Dave went on to become an all-conference high school football player and achieved all-state his senior year before graduating in 1966. “I played one year in college and got hurt,” he says, and he likely thought his football days were well behind him. But in 1977, the same year he moved to Edina, three high school buddies called and asked Dave if he was interested in coaching youth football. “I was the only one who kept with it,” Dave says.
Twenty-five years later, Dave ushered in what was then considered cutting-edge technology for high school football teams. According to Mike Bush, Dave’s only son and current member of the Edina High School football coaching staff, staff members once had to chart plays and evaluate player’s performance with written reports. In 2002, the head coach asked Dave to figure out an easier way. His creative solution was to sit in a plastic lawn chair atop an RV parked in the lot outside the football stadium and record games using a clunky VHS camcorder slung over his shoulder. Filming games for scouting and training purposes is commonplace these days, and Dave has since retired the clunky camcorder for a state-of-the-art telescoping camera.
Dave also helped establish an eighth-grade transition program for incoming freshman football players. When Mike was a ninth-grader, “I didn’t know about mandatory physicals or what the expectations were,” Dave says. “Now, we spend half a day on a Saturday informing incoming players and parents about the transition to the high school athletic environment.”
But Dave’s favorite part of his football experience has been coaching his son and getting to see so many other kids grow into fine young men and go on to achieve great things.
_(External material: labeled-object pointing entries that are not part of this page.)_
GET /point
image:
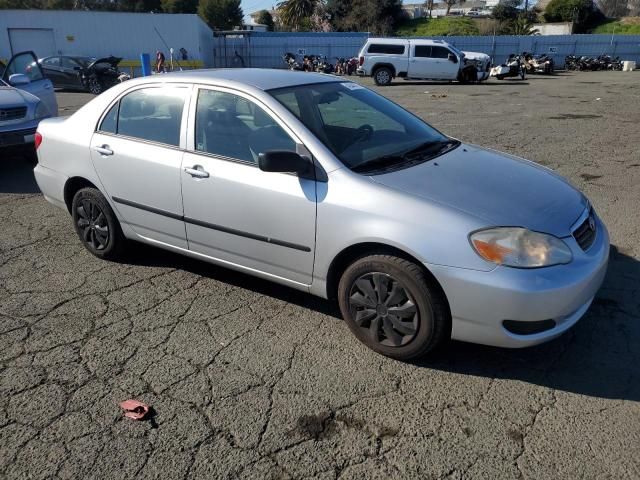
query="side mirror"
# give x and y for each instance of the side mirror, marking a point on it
(19, 79)
(285, 162)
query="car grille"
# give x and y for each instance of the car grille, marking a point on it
(12, 113)
(585, 234)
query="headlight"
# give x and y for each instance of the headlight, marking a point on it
(519, 247)
(41, 111)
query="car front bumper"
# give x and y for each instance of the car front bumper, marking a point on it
(19, 134)
(481, 301)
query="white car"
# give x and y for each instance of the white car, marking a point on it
(26, 97)
(326, 186)
(387, 58)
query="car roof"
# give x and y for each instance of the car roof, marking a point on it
(405, 41)
(261, 78)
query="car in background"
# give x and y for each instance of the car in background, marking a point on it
(387, 58)
(26, 97)
(82, 73)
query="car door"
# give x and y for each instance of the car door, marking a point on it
(234, 212)
(443, 66)
(71, 72)
(136, 152)
(53, 71)
(421, 64)
(26, 63)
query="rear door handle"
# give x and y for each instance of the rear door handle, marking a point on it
(197, 171)
(104, 150)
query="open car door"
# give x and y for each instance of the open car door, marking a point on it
(24, 72)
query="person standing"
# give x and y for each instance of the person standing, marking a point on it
(160, 60)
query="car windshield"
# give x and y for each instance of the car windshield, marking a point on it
(367, 132)
(84, 61)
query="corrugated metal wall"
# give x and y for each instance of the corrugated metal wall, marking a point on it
(265, 50)
(112, 33)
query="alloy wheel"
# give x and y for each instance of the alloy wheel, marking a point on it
(92, 224)
(383, 77)
(380, 304)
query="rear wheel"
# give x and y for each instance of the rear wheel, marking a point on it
(94, 86)
(382, 76)
(392, 307)
(96, 224)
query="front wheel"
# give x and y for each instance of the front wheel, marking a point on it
(392, 307)
(97, 225)
(382, 76)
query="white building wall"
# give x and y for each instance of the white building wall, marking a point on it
(125, 35)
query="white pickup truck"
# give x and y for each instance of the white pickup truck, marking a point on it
(387, 58)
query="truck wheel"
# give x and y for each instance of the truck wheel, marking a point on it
(382, 76)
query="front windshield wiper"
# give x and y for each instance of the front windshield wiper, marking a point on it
(423, 152)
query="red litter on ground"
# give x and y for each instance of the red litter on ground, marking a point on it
(134, 409)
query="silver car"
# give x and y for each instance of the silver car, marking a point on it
(322, 185)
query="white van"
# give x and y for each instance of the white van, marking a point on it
(387, 58)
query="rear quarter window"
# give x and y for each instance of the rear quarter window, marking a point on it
(387, 48)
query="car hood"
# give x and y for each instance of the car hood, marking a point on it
(113, 61)
(13, 97)
(476, 56)
(497, 188)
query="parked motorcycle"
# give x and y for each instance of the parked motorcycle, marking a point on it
(291, 61)
(513, 67)
(538, 63)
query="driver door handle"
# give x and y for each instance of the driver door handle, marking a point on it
(104, 150)
(197, 171)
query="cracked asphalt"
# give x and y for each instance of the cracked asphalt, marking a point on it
(252, 380)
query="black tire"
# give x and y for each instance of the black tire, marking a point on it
(97, 225)
(382, 76)
(94, 86)
(419, 333)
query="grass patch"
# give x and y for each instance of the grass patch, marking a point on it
(437, 27)
(625, 26)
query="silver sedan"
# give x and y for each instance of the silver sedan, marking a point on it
(323, 185)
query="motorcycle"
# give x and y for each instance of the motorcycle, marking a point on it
(513, 67)
(291, 61)
(538, 63)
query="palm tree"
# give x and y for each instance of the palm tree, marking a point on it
(428, 4)
(522, 26)
(293, 12)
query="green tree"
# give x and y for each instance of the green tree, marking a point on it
(522, 26)
(506, 10)
(580, 12)
(428, 4)
(376, 16)
(264, 17)
(179, 6)
(221, 14)
(295, 14)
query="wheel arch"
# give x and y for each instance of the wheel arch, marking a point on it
(353, 252)
(71, 187)
(378, 66)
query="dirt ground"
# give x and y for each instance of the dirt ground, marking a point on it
(252, 380)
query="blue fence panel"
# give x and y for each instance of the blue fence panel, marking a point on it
(265, 49)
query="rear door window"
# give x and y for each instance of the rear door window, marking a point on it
(440, 52)
(423, 51)
(386, 48)
(231, 126)
(152, 114)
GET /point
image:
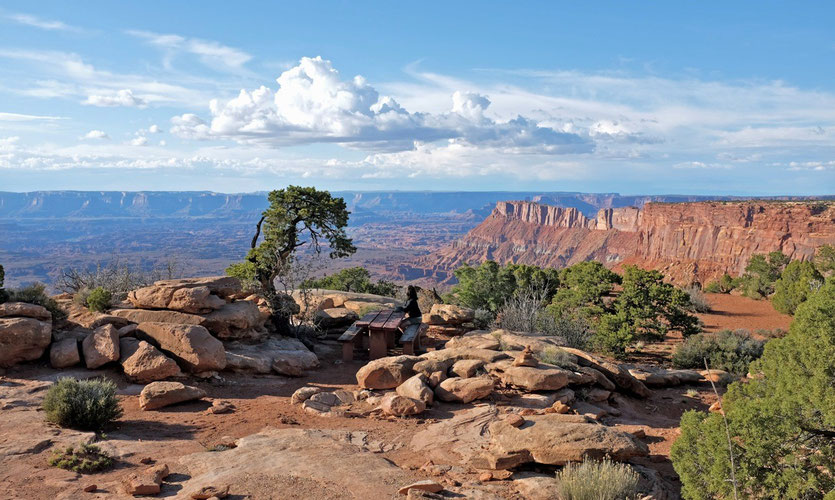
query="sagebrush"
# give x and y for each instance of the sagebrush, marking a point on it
(84, 458)
(591, 480)
(725, 350)
(82, 404)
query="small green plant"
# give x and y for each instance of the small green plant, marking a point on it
(553, 355)
(698, 300)
(84, 458)
(99, 300)
(82, 404)
(36, 294)
(726, 350)
(590, 480)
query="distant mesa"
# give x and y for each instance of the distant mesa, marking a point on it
(689, 242)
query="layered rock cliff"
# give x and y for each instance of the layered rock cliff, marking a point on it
(687, 241)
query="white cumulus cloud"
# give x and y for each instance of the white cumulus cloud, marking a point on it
(96, 135)
(313, 104)
(123, 97)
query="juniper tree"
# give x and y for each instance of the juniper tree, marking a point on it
(297, 217)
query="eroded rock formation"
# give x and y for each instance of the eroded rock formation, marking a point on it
(687, 241)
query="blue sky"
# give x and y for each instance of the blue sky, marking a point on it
(650, 97)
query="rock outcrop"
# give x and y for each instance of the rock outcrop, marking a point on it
(25, 332)
(687, 241)
(192, 346)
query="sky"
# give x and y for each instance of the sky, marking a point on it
(655, 97)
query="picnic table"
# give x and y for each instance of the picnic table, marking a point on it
(381, 327)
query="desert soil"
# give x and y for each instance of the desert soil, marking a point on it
(164, 436)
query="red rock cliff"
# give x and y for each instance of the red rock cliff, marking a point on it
(687, 241)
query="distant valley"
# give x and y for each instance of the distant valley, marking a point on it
(397, 233)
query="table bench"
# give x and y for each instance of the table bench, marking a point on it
(381, 327)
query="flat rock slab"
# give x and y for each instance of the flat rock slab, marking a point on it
(298, 464)
(158, 395)
(554, 439)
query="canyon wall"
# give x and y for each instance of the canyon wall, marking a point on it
(689, 242)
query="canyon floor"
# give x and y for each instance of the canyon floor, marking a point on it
(172, 435)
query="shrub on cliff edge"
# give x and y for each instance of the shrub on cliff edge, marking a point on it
(781, 422)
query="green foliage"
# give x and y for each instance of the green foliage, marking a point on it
(698, 300)
(489, 285)
(824, 260)
(761, 273)
(84, 459)
(4, 296)
(99, 299)
(244, 271)
(725, 284)
(353, 279)
(297, 216)
(36, 294)
(582, 288)
(590, 480)
(781, 421)
(82, 404)
(726, 350)
(796, 283)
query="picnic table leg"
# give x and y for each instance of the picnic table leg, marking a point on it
(348, 351)
(379, 345)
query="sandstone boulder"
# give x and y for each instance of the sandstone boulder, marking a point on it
(303, 394)
(24, 310)
(226, 287)
(190, 345)
(335, 317)
(417, 387)
(464, 390)
(553, 439)
(64, 353)
(235, 320)
(386, 373)
(260, 357)
(401, 406)
(158, 395)
(198, 299)
(614, 372)
(147, 482)
(316, 463)
(101, 347)
(23, 339)
(145, 316)
(294, 363)
(448, 314)
(466, 368)
(536, 379)
(143, 363)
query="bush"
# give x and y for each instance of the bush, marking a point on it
(555, 356)
(698, 300)
(116, 277)
(490, 285)
(796, 283)
(592, 480)
(36, 294)
(353, 279)
(85, 404)
(780, 423)
(99, 300)
(761, 273)
(3, 295)
(726, 350)
(84, 458)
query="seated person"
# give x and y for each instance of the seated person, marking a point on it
(411, 307)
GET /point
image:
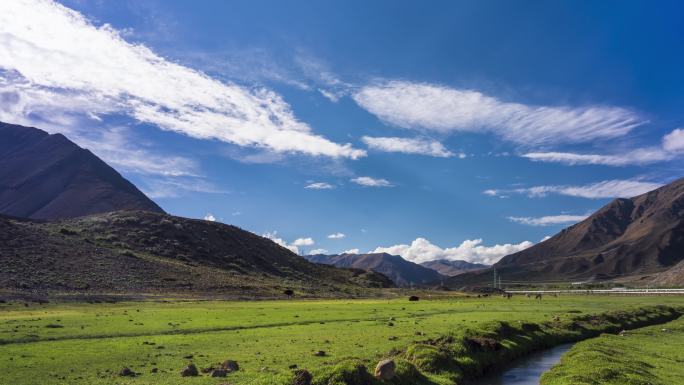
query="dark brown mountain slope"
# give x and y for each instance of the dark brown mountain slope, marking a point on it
(140, 251)
(399, 270)
(643, 235)
(46, 176)
(451, 268)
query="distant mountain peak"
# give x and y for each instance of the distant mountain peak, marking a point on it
(635, 238)
(44, 176)
(452, 268)
(399, 270)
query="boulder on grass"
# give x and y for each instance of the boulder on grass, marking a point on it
(230, 366)
(190, 371)
(126, 372)
(385, 370)
(302, 377)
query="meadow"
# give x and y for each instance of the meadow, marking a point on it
(89, 343)
(652, 355)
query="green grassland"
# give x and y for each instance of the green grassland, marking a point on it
(648, 356)
(433, 340)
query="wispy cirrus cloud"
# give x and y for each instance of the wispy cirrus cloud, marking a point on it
(421, 146)
(371, 182)
(294, 246)
(53, 58)
(472, 250)
(674, 141)
(615, 188)
(438, 108)
(672, 147)
(319, 186)
(549, 220)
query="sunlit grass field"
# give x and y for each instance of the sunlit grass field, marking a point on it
(82, 343)
(652, 355)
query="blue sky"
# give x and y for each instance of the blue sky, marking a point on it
(461, 130)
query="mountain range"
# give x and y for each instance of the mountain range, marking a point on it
(636, 239)
(68, 221)
(45, 176)
(400, 271)
(452, 268)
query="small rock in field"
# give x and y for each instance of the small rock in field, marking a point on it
(385, 370)
(126, 372)
(302, 377)
(230, 366)
(189, 371)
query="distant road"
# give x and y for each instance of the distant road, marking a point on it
(602, 291)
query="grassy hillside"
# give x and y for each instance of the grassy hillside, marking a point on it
(81, 343)
(138, 251)
(648, 356)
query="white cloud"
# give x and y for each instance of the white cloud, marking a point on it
(672, 148)
(549, 220)
(674, 141)
(167, 187)
(275, 238)
(615, 188)
(408, 146)
(319, 186)
(371, 182)
(53, 58)
(422, 250)
(443, 109)
(634, 157)
(303, 242)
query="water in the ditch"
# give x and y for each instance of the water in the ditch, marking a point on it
(527, 370)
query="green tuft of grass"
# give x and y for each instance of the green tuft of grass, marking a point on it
(647, 356)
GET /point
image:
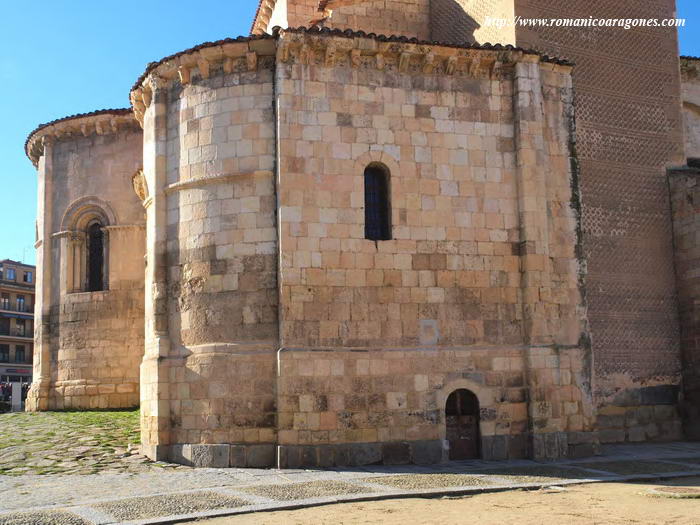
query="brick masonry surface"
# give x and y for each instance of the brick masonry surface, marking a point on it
(629, 130)
(685, 201)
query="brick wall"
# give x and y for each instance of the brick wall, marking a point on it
(685, 201)
(690, 94)
(628, 129)
(459, 21)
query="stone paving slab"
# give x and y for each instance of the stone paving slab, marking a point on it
(172, 495)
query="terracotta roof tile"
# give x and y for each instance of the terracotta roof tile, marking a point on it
(118, 111)
(152, 65)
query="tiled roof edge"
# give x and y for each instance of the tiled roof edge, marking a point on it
(117, 111)
(153, 65)
(350, 33)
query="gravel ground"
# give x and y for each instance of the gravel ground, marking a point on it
(692, 461)
(430, 481)
(42, 518)
(154, 506)
(537, 474)
(313, 489)
(676, 492)
(627, 468)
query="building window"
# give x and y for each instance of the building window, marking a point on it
(95, 264)
(21, 327)
(377, 205)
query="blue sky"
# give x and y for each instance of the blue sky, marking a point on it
(59, 58)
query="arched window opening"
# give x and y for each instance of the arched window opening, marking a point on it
(95, 263)
(377, 205)
(462, 425)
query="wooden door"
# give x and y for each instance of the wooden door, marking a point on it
(462, 422)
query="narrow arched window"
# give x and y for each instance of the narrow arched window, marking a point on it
(377, 205)
(95, 263)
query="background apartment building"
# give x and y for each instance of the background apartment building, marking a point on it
(16, 321)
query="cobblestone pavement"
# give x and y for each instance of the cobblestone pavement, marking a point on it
(70, 443)
(119, 488)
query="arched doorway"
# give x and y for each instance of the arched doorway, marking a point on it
(462, 422)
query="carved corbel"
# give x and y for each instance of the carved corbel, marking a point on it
(138, 180)
(496, 68)
(156, 83)
(251, 58)
(147, 96)
(330, 55)
(381, 62)
(305, 54)
(137, 100)
(284, 51)
(429, 63)
(203, 66)
(404, 61)
(184, 74)
(356, 57)
(451, 65)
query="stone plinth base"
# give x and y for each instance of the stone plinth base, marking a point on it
(555, 445)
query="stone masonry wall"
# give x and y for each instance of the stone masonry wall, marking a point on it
(95, 339)
(220, 262)
(685, 201)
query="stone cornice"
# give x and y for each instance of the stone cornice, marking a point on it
(330, 47)
(212, 179)
(262, 17)
(400, 54)
(102, 122)
(229, 55)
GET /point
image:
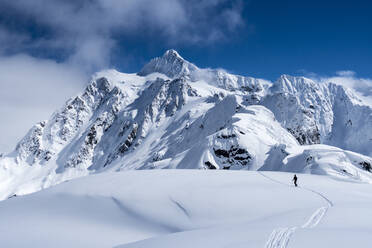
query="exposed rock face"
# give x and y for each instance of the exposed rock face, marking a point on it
(176, 115)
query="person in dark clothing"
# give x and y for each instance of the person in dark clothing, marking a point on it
(295, 180)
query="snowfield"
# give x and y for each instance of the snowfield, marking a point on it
(103, 165)
(191, 208)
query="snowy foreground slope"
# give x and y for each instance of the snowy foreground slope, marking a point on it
(174, 115)
(191, 208)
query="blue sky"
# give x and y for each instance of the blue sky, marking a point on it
(50, 47)
(268, 38)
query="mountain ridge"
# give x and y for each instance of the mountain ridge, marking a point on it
(173, 114)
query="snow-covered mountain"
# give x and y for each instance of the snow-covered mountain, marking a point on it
(173, 114)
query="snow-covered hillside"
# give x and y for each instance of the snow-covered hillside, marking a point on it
(191, 208)
(173, 114)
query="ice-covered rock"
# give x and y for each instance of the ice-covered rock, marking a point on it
(173, 114)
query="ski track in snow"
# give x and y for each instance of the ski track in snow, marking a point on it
(280, 237)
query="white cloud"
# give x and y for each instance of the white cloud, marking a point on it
(361, 86)
(86, 29)
(346, 73)
(82, 33)
(30, 91)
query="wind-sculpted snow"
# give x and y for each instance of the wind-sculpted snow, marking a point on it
(173, 114)
(184, 208)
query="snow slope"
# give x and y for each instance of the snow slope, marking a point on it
(198, 208)
(173, 114)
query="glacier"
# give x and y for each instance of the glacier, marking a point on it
(174, 115)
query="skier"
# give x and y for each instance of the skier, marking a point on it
(295, 180)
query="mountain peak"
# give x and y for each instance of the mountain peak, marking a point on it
(171, 64)
(171, 53)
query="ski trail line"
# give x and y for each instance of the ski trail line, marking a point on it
(280, 237)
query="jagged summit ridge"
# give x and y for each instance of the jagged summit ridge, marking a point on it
(173, 114)
(170, 64)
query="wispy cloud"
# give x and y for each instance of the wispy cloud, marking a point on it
(31, 90)
(48, 47)
(84, 31)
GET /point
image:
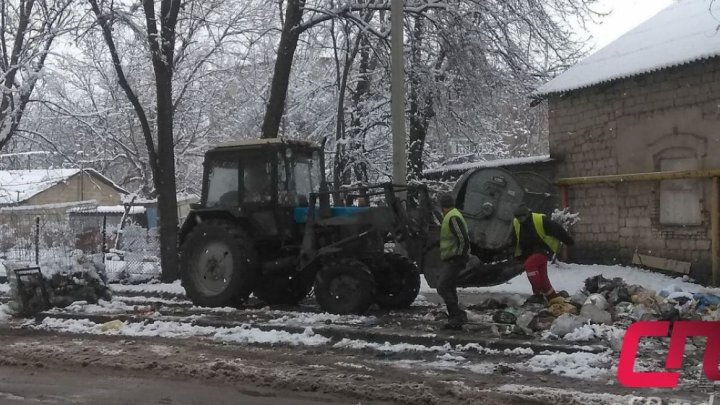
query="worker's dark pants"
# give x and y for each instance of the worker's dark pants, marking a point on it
(447, 284)
(536, 270)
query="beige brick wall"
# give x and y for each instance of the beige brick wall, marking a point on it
(77, 189)
(621, 128)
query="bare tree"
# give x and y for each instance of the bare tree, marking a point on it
(29, 28)
(161, 42)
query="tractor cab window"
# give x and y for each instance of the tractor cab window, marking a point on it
(257, 181)
(305, 176)
(223, 184)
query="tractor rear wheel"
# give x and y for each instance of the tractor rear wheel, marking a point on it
(218, 264)
(344, 286)
(282, 289)
(398, 281)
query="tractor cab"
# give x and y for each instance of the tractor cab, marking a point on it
(262, 181)
(263, 171)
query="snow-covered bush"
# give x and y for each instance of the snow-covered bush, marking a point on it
(57, 234)
(565, 218)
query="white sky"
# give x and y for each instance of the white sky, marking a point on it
(625, 15)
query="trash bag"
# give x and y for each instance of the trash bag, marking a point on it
(598, 300)
(559, 306)
(600, 284)
(542, 321)
(706, 300)
(618, 295)
(668, 312)
(595, 314)
(642, 312)
(504, 317)
(524, 320)
(566, 323)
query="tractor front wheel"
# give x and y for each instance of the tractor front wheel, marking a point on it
(398, 281)
(218, 264)
(344, 286)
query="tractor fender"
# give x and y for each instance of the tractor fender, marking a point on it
(198, 216)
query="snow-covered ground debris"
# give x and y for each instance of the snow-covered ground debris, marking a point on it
(241, 334)
(174, 288)
(577, 365)
(571, 277)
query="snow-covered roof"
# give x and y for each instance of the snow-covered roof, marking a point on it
(108, 209)
(19, 185)
(490, 163)
(682, 33)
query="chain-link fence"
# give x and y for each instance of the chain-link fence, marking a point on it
(130, 252)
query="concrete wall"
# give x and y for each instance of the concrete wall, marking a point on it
(78, 188)
(634, 126)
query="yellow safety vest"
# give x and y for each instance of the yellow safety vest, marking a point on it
(551, 242)
(449, 246)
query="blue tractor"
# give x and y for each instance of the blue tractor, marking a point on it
(266, 226)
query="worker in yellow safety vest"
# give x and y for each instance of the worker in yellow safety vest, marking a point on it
(536, 239)
(454, 253)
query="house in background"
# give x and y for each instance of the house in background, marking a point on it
(49, 193)
(53, 186)
(541, 165)
(635, 132)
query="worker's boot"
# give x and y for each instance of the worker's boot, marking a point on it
(456, 317)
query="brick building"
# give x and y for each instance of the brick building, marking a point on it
(635, 133)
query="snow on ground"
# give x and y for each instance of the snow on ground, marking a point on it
(171, 288)
(571, 278)
(102, 307)
(388, 347)
(306, 318)
(582, 365)
(556, 394)
(4, 313)
(241, 334)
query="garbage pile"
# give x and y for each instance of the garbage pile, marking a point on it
(603, 301)
(56, 283)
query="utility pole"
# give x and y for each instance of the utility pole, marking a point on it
(398, 94)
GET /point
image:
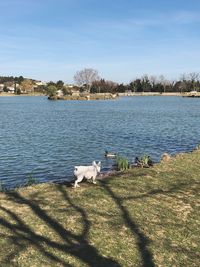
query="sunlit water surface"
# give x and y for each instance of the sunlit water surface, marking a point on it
(45, 139)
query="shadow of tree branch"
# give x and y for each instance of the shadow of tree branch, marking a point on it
(76, 245)
(142, 241)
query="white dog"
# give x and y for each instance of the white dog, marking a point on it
(88, 172)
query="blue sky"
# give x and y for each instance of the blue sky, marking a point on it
(122, 39)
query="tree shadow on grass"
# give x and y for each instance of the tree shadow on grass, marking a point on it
(142, 240)
(72, 244)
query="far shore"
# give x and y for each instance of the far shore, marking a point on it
(101, 96)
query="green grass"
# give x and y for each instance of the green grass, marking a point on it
(143, 217)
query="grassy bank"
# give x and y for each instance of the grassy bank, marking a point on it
(144, 217)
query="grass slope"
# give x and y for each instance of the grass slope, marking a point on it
(144, 217)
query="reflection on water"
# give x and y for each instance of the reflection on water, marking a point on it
(47, 138)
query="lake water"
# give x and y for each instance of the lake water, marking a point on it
(45, 139)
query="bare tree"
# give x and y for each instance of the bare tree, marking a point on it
(86, 77)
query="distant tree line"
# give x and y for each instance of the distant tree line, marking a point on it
(88, 80)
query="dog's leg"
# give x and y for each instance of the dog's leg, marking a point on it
(78, 180)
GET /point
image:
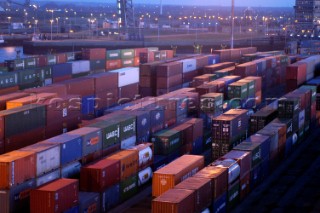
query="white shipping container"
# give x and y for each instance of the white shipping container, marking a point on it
(127, 76)
(189, 65)
(129, 142)
(80, 66)
(48, 157)
(48, 178)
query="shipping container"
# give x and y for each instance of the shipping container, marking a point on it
(70, 147)
(57, 196)
(91, 139)
(175, 172)
(202, 190)
(89, 202)
(47, 156)
(16, 167)
(175, 201)
(98, 176)
(17, 199)
(129, 162)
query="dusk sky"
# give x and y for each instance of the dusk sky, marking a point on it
(246, 3)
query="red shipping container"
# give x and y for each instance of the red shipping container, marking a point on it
(61, 58)
(113, 64)
(16, 167)
(174, 201)
(24, 139)
(203, 191)
(169, 69)
(80, 86)
(61, 78)
(100, 175)
(60, 89)
(137, 51)
(94, 53)
(219, 178)
(57, 196)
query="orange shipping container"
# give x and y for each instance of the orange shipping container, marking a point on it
(175, 172)
(16, 168)
(175, 201)
(129, 162)
(55, 197)
(32, 99)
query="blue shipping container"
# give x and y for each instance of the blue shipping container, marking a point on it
(59, 70)
(219, 205)
(70, 146)
(110, 198)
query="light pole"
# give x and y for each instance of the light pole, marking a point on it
(232, 23)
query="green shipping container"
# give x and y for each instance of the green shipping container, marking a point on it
(166, 142)
(110, 132)
(52, 59)
(238, 90)
(70, 56)
(113, 54)
(30, 63)
(46, 72)
(128, 188)
(8, 79)
(127, 53)
(29, 76)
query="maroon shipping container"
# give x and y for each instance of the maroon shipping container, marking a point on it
(129, 92)
(61, 78)
(60, 89)
(113, 64)
(16, 167)
(100, 175)
(94, 53)
(100, 80)
(246, 69)
(297, 71)
(243, 159)
(9, 97)
(61, 58)
(57, 196)
(164, 82)
(169, 69)
(175, 201)
(202, 188)
(24, 139)
(218, 177)
(80, 86)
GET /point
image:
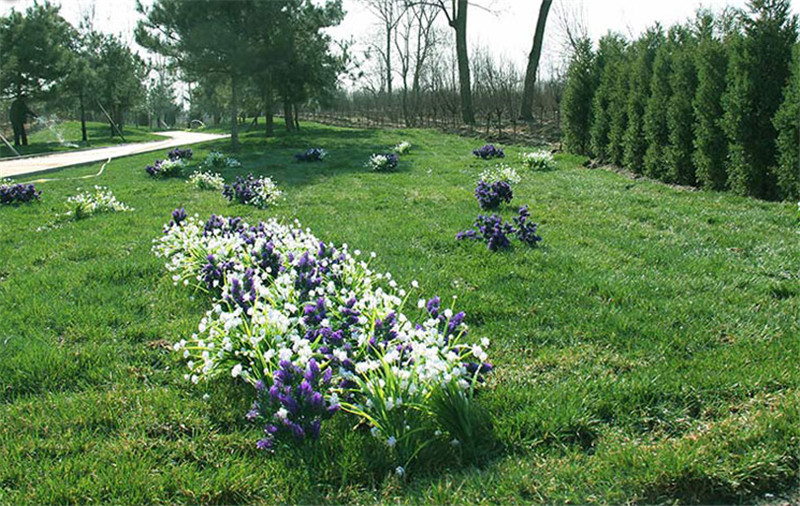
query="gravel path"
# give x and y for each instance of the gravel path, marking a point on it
(31, 164)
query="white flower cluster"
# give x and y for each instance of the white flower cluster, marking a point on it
(216, 161)
(402, 148)
(500, 172)
(282, 295)
(98, 201)
(538, 160)
(206, 180)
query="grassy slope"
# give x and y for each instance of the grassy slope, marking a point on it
(647, 351)
(45, 141)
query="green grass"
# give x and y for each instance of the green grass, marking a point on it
(43, 140)
(647, 352)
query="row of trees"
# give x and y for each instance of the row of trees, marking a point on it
(79, 71)
(712, 103)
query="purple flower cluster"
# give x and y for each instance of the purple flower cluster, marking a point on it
(18, 193)
(488, 152)
(294, 407)
(180, 154)
(311, 155)
(495, 233)
(490, 196)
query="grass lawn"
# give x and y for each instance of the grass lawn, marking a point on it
(45, 140)
(647, 351)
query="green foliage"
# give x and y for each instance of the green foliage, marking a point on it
(787, 123)
(35, 49)
(655, 116)
(710, 142)
(680, 114)
(576, 106)
(757, 74)
(609, 59)
(643, 54)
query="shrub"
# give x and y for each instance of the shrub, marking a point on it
(260, 192)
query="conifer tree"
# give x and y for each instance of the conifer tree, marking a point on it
(757, 74)
(710, 142)
(634, 143)
(787, 123)
(577, 102)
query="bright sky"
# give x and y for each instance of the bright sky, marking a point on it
(507, 28)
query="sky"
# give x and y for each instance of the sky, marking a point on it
(504, 26)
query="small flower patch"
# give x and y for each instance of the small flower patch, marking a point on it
(260, 192)
(101, 200)
(206, 180)
(489, 151)
(538, 160)
(16, 193)
(382, 162)
(311, 155)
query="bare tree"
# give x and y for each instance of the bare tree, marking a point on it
(526, 111)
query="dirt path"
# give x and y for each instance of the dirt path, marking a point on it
(29, 165)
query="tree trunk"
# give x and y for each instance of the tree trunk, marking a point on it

Mike (a 2005 EHS graduate) was a coach for the Hornets in 2012 when the team won the conference championship in an undefeated season, capped off by beating rival Eden Prairie. They also won their section and went on to the semi-final game in the Metrodome. That coachable team of overachievers had their sights set on the state championship game, something Edina football has been aiming for since 1981, the last time an Edina team had made it that far. But their hopes would be dashed by a Rosemount win in the semis. “There was not a dry eye in the stadium that day,” says Dave. “They left everything out on the field.”
Mike nods and says, “Players from that 2012 team still get choked up when remembering that amazing season.” Known as “Bushy” on the current coaching staff, Mike says the Edina football experience isn’t all about wins and losses: “It’s about when players tell me, ‘Bushy, high school football has been one of the greatest experiences of my life.’ ” Mike doesn’t have team records memorized, but he can tell you about kids who are standouts on and off the field. “The kids are what keep you coming back. That’s priceless to me.”
What’s also priceless is having a dad committed to helping kids become the best they can be. Dave is humbled by the recognition and says, “It’s been a standing joke since I started coaching youth sports to never be too hard on the kids because we may be working for them one day.”